43P Updated efficacy and circulating tumour (ct)DNA analysis in patients (pts) with TRK fusion lung cancer treated with larotrectinib (laro)

NTRK gene fusions are oncogenic drivers in various cancers, including lung cancer. Laro is the first-in-class, highly selective, central nervous system (CNS)-active TRK inhibitor approved for use in pts with tumours harbouring an NTRK gene fusion. We report efficacy and safety with ctDNA analysis in pts with TRK fusion lung cancer treated with laro. Pts treated with laro in two clinical trials (NCT02122913, NCT02576431) were analysed. NTRK gene fusions were determined by local testing before enrolment. Laro was administered at 100 mg twice daily.
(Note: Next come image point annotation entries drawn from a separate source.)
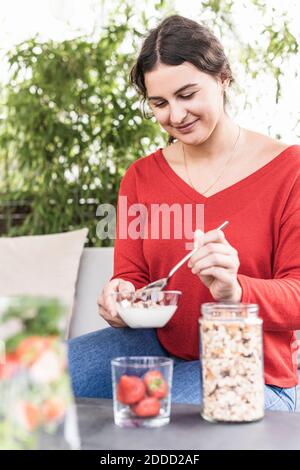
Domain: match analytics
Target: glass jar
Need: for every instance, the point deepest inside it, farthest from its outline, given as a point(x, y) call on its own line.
point(231, 362)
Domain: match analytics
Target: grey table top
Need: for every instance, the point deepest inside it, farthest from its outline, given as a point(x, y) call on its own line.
point(187, 430)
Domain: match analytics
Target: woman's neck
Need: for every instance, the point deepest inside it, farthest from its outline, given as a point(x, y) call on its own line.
point(219, 144)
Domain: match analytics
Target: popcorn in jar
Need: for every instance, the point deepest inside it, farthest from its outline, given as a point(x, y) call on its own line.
point(231, 362)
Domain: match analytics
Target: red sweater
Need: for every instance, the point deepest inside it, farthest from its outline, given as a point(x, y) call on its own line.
point(264, 214)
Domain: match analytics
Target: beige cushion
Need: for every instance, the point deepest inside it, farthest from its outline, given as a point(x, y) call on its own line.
point(45, 265)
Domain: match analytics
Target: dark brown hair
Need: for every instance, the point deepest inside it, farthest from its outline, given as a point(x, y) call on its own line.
point(176, 40)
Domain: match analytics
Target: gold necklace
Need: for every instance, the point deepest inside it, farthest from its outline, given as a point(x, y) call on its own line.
point(223, 170)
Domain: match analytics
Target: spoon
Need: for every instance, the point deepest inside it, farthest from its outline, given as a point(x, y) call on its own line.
point(161, 283)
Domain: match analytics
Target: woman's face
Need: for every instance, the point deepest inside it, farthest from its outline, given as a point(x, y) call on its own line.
point(186, 102)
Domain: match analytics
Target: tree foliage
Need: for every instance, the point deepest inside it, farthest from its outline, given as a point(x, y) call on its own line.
point(70, 124)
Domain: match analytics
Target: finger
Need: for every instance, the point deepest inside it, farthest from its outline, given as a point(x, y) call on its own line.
point(211, 248)
point(214, 260)
point(109, 302)
point(214, 236)
point(221, 274)
point(125, 286)
point(198, 238)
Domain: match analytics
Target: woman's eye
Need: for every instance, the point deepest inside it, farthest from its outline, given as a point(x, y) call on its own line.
point(159, 105)
point(186, 97)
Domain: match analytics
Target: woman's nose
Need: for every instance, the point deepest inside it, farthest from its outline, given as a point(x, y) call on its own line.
point(177, 115)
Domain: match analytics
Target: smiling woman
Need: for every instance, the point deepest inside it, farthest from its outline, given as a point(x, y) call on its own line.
point(238, 175)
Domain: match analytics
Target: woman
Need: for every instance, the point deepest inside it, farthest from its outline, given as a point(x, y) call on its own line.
point(233, 174)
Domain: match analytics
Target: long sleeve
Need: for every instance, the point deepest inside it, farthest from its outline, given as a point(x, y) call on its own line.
point(129, 260)
point(278, 297)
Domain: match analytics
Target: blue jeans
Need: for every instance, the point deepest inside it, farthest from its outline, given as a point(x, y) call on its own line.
point(90, 356)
Response was assessed by an independent review committee (IRC) per RECIST v1.1. ctDNA was analysed using Guardant360 and GuardantOMNI. As of 20 July 2022, 30 pts (12 pts with CNS metastases) were enrolled. Pts received a median of two prior lines of systemic therapy, with 20 pts (67%) receiving two or more. Among 27 IRC-eligible pts, overall response rate was 74% (95% CI 54–89; three complete response CR, 17 partial response PR, four stable disease SD, two progressive disease PD and one not evaluable). Median duration of response was 33.9 months (95% CI 9.5–not estimable NE); median follow-up was 22.9 months. Median progression-free survival was 33.0 months (95% CI 11.3–NE); median follow-up was 24.7 months. Median overall survival was 39.3 months (95% CI 17.2–NE); median follow-up was 23.1 months. Treatment-related adverse events were mostly Grade 1/2. ctDNA data were available for 14 pts. ctDNA analysis detected NTRK gene fusions in six of the 14 pts at treatment start. Baseline mutations were identified in nine pts. Eleven pts had prior immunotherapy. Best response to prior immunotherapy was one CR, one SD, two PD, two not evaluable and five unknown. The best responses to laro in these 11 pts were eight PR, two SD, and one PD. Laro demonstrated durable responses, extended survival benefit and a favourable safety profile in pts with advanced lung cancer harbouring NTRK gene fusions. These results support the adoption of ctDNA next-generation sequencing panels that include NTRK gene fusions in clinical practice.